[Foundation-l] Frustration with the conversion engines issue

Tim Starling tstarling at wikimedia.org
Thu Apr 2 16:22:13 UTC 2009

Ziko van Dijk wrote:
> Dear Aryeh,
> Your idea of "converting on the fly" would not work in many cases. Take for
> example the ß in German WP. Swiss (registered) readers can decide via their
> Preferences to see only ss and never ß, because the Swiss do not use ß.
> That's ok. But vice versa, not every ss is to be converted to ß.
> The Germany-Germans write for example "Masse" (a mass, with a short "a") and
> "Maße" (measures, with a long "a"). The Swiss write "Masse" and "Masse" for
> both. Now, imagine that a Swiss editor writes "Masse", the conversion engine
> would not know whether this should be converted to "Maße" or not. Only a
> person who knows German is capable to decide.

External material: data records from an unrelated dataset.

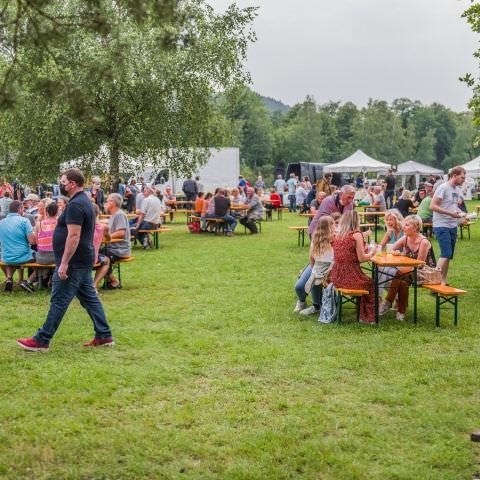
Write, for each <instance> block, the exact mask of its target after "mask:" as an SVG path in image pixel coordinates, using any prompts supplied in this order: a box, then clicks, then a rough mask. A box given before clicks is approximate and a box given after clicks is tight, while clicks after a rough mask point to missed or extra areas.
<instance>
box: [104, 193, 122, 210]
mask: <svg viewBox="0 0 480 480" xmlns="http://www.w3.org/2000/svg"><path fill="white" fill-rule="evenodd" d="M107 200H110V201H112V202H113V203H114V204H115V205H116V206H117V207H118V208H120V207H121V206H122V203H123V200H122V196H121V195H120V194H118V193H111V194H110V195H109V196H108V197H107Z"/></svg>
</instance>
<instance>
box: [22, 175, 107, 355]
mask: <svg viewBox="0 0 480 480" xmlns="http://www.w3.org/2000/svg"><path fill="white" fill-rule="evenodd" d="M84 183H85V178H84V176H83V174H82V172H81V171H80V170H78V169H76V168H71V169H69V170H67V171H66V172H64V173H63V175H62V178H61V179H60V191H61V193H62V195H66V196H68V197H70V201H69V202H68V205H67V206H66V208H65V210H64V211H63V213H62V215H60V218H59V219H58V223H57V226H56V228H55V232H54V234H53V252H54V255H55V264H56V268H55V272H54V274H53V282H52V297H51V300H50V309H49V312H48V315H47V319H46V320H45V323H44V324H43V326H42V327H41V328H40V329H39V330H38V331H37V333H36V334H35V336H33V337H30V338H19V339H18V340H17V343H18V345H20V346H21V347H22V348H24V349H25V350H30V351H48V348H49V344H50V340H51V339H52V337H53V335H54V334H55V332H56V331H57V329H58V327H59V325H60V323H61V321H62V319H63V316H64V315H65V312H66V311H67V308H68V306H69V305H70V303H71V301H72V300H73V298H74V297H77V298H78V299H79V300H80V304H81V305H82V307H83V308H85V310H86V311H87V312H88V314H89V316H90V318H91V319H92V321H93V327H94V329H95V338H94V339H93V340H91V341H89V342H86V343H84V346H86V347H97V346H112V345H114V341H113V338H112V332H111V330H110V327H109V325H108V323H107V319H106V318H105V312H104V310H103V306H102V303H101V302H100V299H99V298H98V295H97V292H96V291H95V288H94V287H93V281H92V267H93V264H94V249H93V235H94V232H95V212H94V209H93V205H92V202H91V201H90V199H89V198H88V197H87V195H86V194H85V192H84V191H83V185H84Z"/></svg>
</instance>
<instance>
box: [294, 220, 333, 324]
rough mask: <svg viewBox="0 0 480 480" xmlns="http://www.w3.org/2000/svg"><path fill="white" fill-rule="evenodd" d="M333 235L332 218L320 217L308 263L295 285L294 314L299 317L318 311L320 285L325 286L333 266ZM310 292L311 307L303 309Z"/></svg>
mask: <svg viewBox="0 0 480 480" xmlns="http://www.w3.org/2000/svg"><path fill="white" fill-rule="evenodd" d="M333 235H334V220H333V218H332V217H330V216H329V215H326V216H324V217H320V220H319V221H318V223H317V226H316V228H315V232H314V233H313V237H312V242H311V245H310V262H309V264H308V265H307V267H306V268H305V269H304V270H303V272H302V274H301V275H300V278H299V279H298V280H297V283H296V285H295V291H296V293H297V297H298V300H297V305H296V307H295V310H294V312H300V315H314V314H315V313H318V312H319V311H320V303H321V296H320V293H321V292H320V285H324V286H325V285H326V284H327V277H328V274H329V272H330V270H331V268H332V265H333V249H332V241H333ZM310 291H311V292H312V303H313V305H312V306H311V307H308V308H305V307H306V299H307V294H308V293H310Z"/></svg>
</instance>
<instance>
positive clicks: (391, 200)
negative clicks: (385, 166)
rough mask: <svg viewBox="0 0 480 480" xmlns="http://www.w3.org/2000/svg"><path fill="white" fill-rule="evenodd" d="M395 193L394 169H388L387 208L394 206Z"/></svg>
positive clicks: (386, 188) (387, 187) (385, 178)
mask: <svg viewBox="0 0 480 480" xmlns="http://www.w3.org/2000/svg"><path fill="white" fill-rule="evenodd" d="M394 195H395V176H394V175H393V172H392V170H388V172H387V175H386V176H385V203H386V205H387V208H388V209H390V208H393V197H394Z"/></svg>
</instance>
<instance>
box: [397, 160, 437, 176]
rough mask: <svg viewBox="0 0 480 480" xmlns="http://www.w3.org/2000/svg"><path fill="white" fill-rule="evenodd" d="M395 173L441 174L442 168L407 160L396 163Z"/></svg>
mask: <svg viewBox="0 0 480 480" xmlns="http://www.w3.org/2000/svg"><path fill="white" fill-rule="evenodd" d="M395 175H443V170H440V169H439V168H433V167H430V166H429V165H423V164H422V163H418V162H415V161H413V160H409V161H408V162H403V163H399V164H398V167H397V171H396V172H395Z"/></svg>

There's no reason in principle why a computer can't be as good at
making that decision as a human. Such ambiguities are what makes the
field of computational linguistics interesting, they're not a reason
to be dismissive. We need to find out what is possible with
state-of-the-art research systems, and then negotiate, or develop
software, to bring that technology to Wikipedia.

-- Tim Starling